Environ 800 produits à "nanomatériaux" sont aujourd'hui sur le marché - des composants de bétons à séchage rapide tel que le noir de carbone, des ingrédients minéraux, comme le dioxyde de titane présent par exemple dans les crèmes solaires.
Les dangers des nanoparticules pour la santé au travail sont connus.
A la suite du rapport du National Institute for Occupational Safety and Health (NIOSH, l'autorité de santé au travail des Etats-Unis), ou de l'Institut québécois de santé au travail (IRSST), l'avis de l'Agence française de sécurité sanitaire de l'environnement et du travail (saisine n° 2006/06) note que "les analyses rigoureuses, par le groupe d'experts, de la littérature nationale et internationale ont permis d'identifier des dangers potentiels pour l'homme et l'environnement liés à l'exposition aux nanomatériaux manufacturés. L'exposition peut avoir lieu par voie cutanée, ingestion ou, plus fréquemment, inhalation. Les dangers identifiés reposent sur : la mise à jour des données sur la toxicité humaine des nanomatériaux (effets notamment pulmonaires, cutanés, oculaires, vasculaires, digestifs...), la génotoxicité, le danger d'explosion, et sur les données disponibles en matière d'écotoxicité des nanomatériaux".

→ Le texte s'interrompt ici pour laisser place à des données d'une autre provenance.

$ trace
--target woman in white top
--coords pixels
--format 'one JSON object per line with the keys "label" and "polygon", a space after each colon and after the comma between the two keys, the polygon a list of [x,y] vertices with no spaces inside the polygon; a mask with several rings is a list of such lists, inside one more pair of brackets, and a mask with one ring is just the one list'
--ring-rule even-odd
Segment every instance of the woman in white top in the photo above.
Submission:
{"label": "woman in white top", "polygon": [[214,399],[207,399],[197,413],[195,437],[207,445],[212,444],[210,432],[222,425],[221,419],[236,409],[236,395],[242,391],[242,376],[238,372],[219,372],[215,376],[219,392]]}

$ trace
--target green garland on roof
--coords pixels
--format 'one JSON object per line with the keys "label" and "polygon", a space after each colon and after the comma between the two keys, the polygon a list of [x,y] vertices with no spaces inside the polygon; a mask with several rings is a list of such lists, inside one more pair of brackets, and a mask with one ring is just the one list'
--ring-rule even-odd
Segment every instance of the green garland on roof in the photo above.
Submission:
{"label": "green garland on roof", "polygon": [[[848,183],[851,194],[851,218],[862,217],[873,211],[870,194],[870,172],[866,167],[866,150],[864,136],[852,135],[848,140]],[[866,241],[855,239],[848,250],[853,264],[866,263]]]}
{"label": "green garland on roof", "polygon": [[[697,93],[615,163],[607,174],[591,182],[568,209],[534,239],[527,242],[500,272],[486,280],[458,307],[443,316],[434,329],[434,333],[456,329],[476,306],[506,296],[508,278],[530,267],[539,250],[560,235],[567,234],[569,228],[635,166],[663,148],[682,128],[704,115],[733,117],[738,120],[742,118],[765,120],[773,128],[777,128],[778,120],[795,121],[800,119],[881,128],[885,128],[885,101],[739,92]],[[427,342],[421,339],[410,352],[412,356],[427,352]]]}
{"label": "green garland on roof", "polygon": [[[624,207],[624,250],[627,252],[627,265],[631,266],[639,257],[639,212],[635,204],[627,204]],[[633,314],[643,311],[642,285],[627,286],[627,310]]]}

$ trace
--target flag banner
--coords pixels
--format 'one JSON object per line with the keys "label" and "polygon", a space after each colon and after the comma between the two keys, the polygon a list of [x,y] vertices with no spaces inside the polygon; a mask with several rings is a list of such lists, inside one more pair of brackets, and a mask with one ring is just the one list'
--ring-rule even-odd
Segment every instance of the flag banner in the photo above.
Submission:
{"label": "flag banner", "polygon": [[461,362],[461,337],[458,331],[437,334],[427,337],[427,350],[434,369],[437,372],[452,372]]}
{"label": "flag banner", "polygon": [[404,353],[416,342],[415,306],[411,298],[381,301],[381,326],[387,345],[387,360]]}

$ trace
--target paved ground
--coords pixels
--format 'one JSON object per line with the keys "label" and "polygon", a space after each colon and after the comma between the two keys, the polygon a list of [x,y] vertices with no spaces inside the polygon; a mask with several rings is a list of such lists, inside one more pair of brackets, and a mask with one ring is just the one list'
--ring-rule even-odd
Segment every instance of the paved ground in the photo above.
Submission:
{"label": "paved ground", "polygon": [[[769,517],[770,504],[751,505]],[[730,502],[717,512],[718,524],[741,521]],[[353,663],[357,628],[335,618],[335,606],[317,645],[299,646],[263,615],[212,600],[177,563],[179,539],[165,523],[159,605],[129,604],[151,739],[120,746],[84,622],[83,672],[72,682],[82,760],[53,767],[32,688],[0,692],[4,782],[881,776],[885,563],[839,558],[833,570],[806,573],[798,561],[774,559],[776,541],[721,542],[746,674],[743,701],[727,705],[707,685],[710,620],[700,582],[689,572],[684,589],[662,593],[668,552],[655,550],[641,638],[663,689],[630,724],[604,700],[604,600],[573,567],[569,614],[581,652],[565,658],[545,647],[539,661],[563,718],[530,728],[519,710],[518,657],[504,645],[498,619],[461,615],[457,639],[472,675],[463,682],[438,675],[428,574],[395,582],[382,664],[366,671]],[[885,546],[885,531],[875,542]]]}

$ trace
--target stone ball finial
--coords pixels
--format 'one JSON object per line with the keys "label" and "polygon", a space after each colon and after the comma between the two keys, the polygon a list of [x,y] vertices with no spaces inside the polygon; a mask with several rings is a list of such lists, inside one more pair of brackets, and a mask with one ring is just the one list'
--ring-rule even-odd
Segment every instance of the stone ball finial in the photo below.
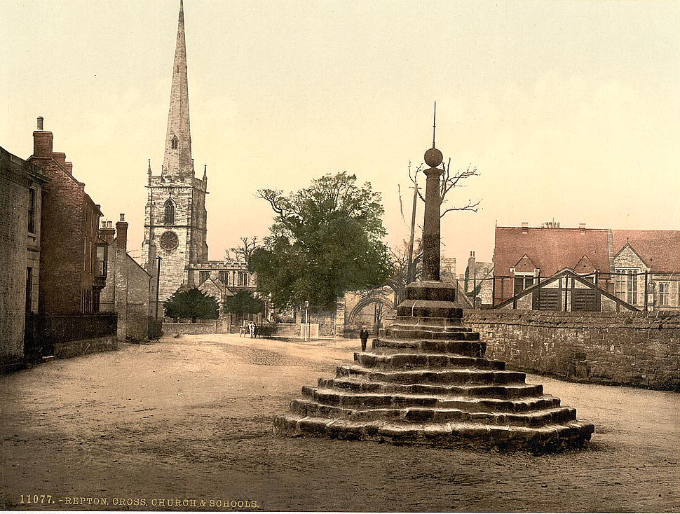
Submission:
{"label": "stone ball finial", "polygon": [[442,164],[444,155],[435,148],[431,148],[425,153],[425,163],[432,168],[435,168]]}

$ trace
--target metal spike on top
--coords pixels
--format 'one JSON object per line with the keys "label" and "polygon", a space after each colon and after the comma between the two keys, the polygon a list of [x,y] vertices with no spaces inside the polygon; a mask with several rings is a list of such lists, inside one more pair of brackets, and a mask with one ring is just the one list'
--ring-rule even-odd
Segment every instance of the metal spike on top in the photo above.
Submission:
{"label": "metal spike on top", "polygon": [[432,147],[435,148],[435,130],[437,128],[437,100],[435,100],[435,113],[432,117]]}
{"label": "metal spike on top", "polygon": [[442,152],[435,148],[435,134],[437,130],[437,101],[435,101],[435,113],[432,120],[432,148],[425,153],[425,163],[431,168],[436,168],[444,160]]}

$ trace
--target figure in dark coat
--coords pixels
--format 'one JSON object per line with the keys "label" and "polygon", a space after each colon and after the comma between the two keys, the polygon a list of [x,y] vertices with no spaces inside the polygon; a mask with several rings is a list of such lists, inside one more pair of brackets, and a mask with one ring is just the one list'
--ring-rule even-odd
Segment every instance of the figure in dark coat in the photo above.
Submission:
{"label": "figure in dark coat", "polygon": [[361,340],[361,351],[366,351],[366,342],[368,340],[368,331],[365,326],[361,327],[359,331],[359,339]]}

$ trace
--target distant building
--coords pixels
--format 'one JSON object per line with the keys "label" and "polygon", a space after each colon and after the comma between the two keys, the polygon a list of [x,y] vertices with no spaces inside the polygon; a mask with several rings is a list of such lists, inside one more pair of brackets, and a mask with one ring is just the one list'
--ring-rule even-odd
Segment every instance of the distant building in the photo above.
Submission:
{"label": "distant building", "polygon": [[149,163],[147,174],[142,261],[154,277],[155,288],[156,258],[161,259],[160,301],[180,288],[198,287],[208,294],[219,295],[215,296],[218,300],[231,296],[233,290],[254,291],[254,275],[245,262],[208,260],[208,172],[204,167],[203,178],[198,179],[193,168],[181,4],[163,164],[161,174],[154,175]]}
{"label": "distant building", "polygon": [[0,148],[0,370],[23,362],[26,319],[38,311],[48,182],[39,167]]}
{"label": "distant building", "polygon": [[489,308],[493,303],[494,263],[477,261],[470,252],[465,272],[458,277],[458,286],[475,308]]}
{"label": "distant building", "polygon": [[494,262],[494,305],[569,270],[636,308],[680,310],[680,230],[496,227]]}
{"label": "distant building", "polygon": [[98,232],[102,211],[73,176],[66,154],[53,151],[53,139],[39,118],[28,162],[50,179],[41,213],[39,309],[43,314],[98,312],[106,283],[107,244]]}
{"label": "distant building", "polygon": [[115,228],[111,221],[102,221],[99,232],[108,244],[107,285],[101,292],[100,310],[118,314],[119,341],[143,341],[155,335],[151,276],[128,253],[125,215],[121,214]]}
{"label": "distant building", "polygon": [[116,314],[99,313],[107,279],[107,244],[99,238],[102,211],[73,176],[66,154],[53,150],[53,139],[39,118],[27,161],[50,181],[43,188],[38,314],[27,317],[25,335],[32,358],[117,347]]}

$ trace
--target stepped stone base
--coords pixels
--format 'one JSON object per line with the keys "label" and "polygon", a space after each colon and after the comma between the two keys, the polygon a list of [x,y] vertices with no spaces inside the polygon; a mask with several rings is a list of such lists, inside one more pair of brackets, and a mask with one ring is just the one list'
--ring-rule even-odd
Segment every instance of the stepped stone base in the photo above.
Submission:
{"label": "stepped stone base", "polygon": [[274,431],[534,452],[590,440],[594,426],[577,421],[575,409],[526,384],[524,373],[484,358],[486,344],[463,326],[452,288],[409,284],[397,314],[371,352],[354,354],[354,365],[303,387],[302,398],[274,418]]}

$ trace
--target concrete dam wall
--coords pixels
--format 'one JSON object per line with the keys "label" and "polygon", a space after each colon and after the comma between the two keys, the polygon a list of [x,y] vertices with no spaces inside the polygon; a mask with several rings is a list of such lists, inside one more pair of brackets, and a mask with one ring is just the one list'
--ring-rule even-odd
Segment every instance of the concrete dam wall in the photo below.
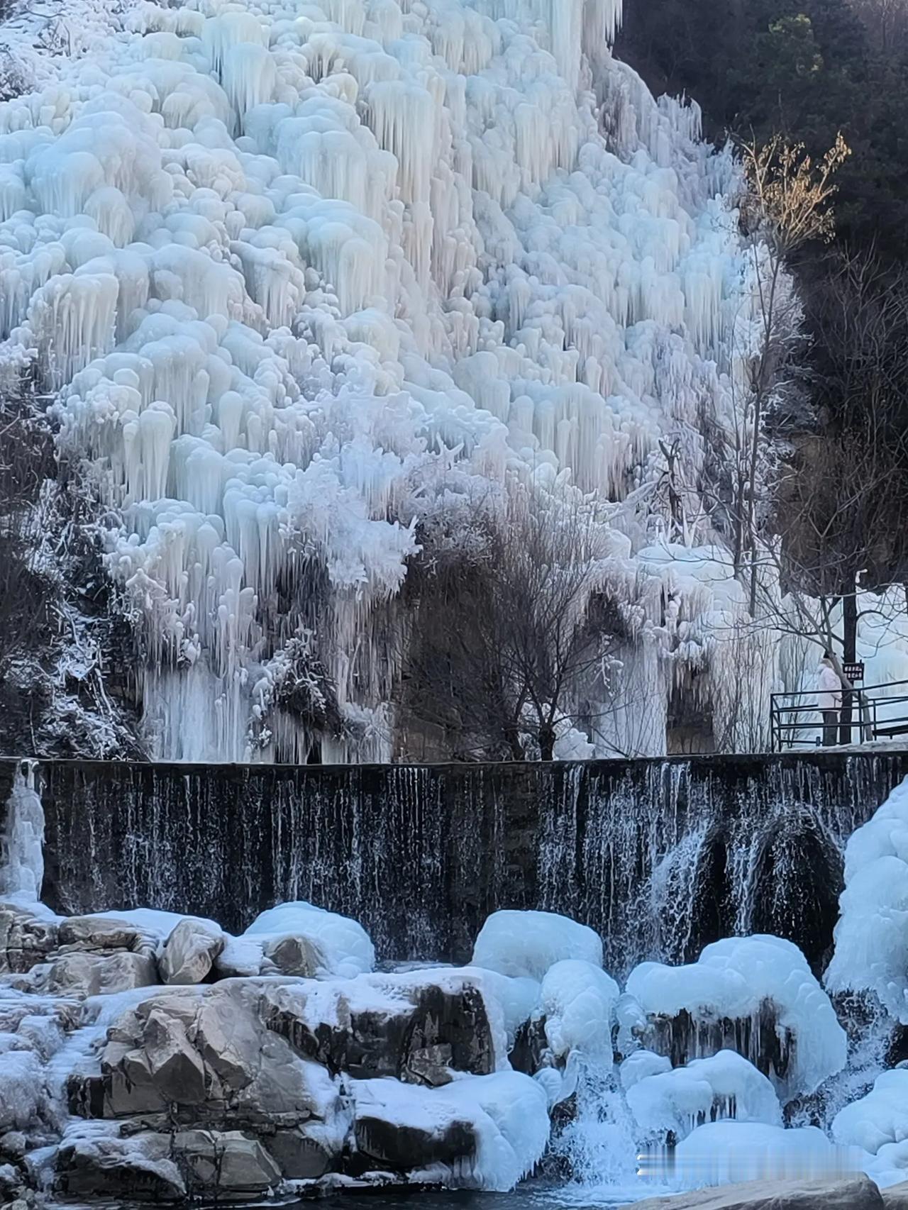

Or, ce sont les institutions communautaires - Commission de l'Union européenne (UE), Parlement européen et conseil des ministres - qui, agissant de concert, sont dotées du pouvoir d'édicter des normes harmonisées dans le domaine de la santé au travail et dans celui de la santé publique.
Ainsi, sur la base de l'article 153 du Traité sur le fonctionnement de l'UE (TFUE), l'Union encourage les Etats membres, "par une harmonisation des conditions de travail, à améliorer l'environnement de travail pour protéger la santé et la sécurité des travailleurs". Pour ce faire, des "prescriptions minimales sont établies au niveau européen (...)".
PRÉOCCUPATION LIMITÉE
Dans le domaine de la santé publique, l'article 168 du TFUE organise une compétence d'appui à l'action des Etats "sur l'amélioration de la santé publique et la prévention des maladies et des affections humaines et des causes de danger pour la santé physique et mentale".
Depuis 1989, nombre de questions d'hygiène et de sécurité au travail sont régies par des règles communautaires intégrées dans la législation nationale.
Mais l'activité législative européenne a nettement ralenti depuis dix ans. Les risques sanitaires posés par la commercialisation des nanomatériaux sont une préoccupation récente, et limitée.
Ainsi, un règlement de 2009 définit, mais pour les seuls cosmétiques, les "nano-objets" comme étant des particules inférieures à 100 nanomètres de diamètre.
Dans le domaine de la santé au travail, la Commission a édicté, en 2008, un code de bonne conduite pour une recherche responsable en nanosciences et nanotechnologies, mais sous la forme d'une simple recommandation aux Etats membres.
Même le règlement, dit "Reach" - il oblige à un enregistrement des substances chimiques fabriquées ou importées dans des quantités d'une tonne ou plus par an sur une base de données centrale supervisée par l'agence européenne des produits chimiques - ne prend en compte que partiellement les nanoparticules.
Après le scandale de l'amiante et les insuffisances aujourd'hui avérées de la réglementation du bisphénol A, une nouvelle catastrophe sanitaire est prévisible pour les travailleurs manipulant des "nanomatériaux".